Пико. Странно. Ты был сегодня у отца, Ваннино?
Джованни. Нет, Пико. Между нами говоря, находиться с ним столь тяжело, что я предпочитаю этого избегать. Отец сильно изменился… Он так смотрит, сначала закатывает глаза вверх, а потом с мученическим выражением отводит их в сторону… Ты не представляешь, как ужасна мне близость недуга и страдания. Я сам заболеваю. Меня касается дыхание склепа… Фу, нет, наш отец сам воспитал нас в том, чтобы невозмутимо отстранять от себя все уродливое, печальное, все, что причиняет мучения, и распахивать душу лишь красоте, веселью, его не должно теперь удивлять…

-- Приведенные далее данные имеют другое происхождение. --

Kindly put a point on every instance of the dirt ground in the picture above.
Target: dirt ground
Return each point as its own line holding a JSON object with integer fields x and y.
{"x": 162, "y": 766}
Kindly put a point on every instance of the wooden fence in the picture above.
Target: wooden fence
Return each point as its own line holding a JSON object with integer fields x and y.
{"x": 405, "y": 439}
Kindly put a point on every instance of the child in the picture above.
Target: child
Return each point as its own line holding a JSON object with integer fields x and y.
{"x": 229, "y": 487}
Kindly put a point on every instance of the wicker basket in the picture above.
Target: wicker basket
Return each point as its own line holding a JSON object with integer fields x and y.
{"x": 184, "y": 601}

Пико. Я это понимаю. И все же ты должен себя преодолеть… Где твой брат?
Джованни. Пьеро? Откуда я знаю? Где-нибудь гарцует, фехтует (пытаясь снова настроиться на шутливый лад), у тучной телицы…
Пико. Где?.. Ах, ах, вы только посмотрите! Посмотрите на нашего маленького Джованни! Я передам своему приору, что кардинал де Медичи цитирует уже не Аристотеля, а кой-какие проповеди… (Слуга приносит ему лимонад и уходит.) Но скажите, скажите же наконец, как Лоренцо воспринял последнюю новость?
Полициано. Какую новость, ваша милость?
Пико. Последнюю выходку брата Джироламо… скандал в соборе.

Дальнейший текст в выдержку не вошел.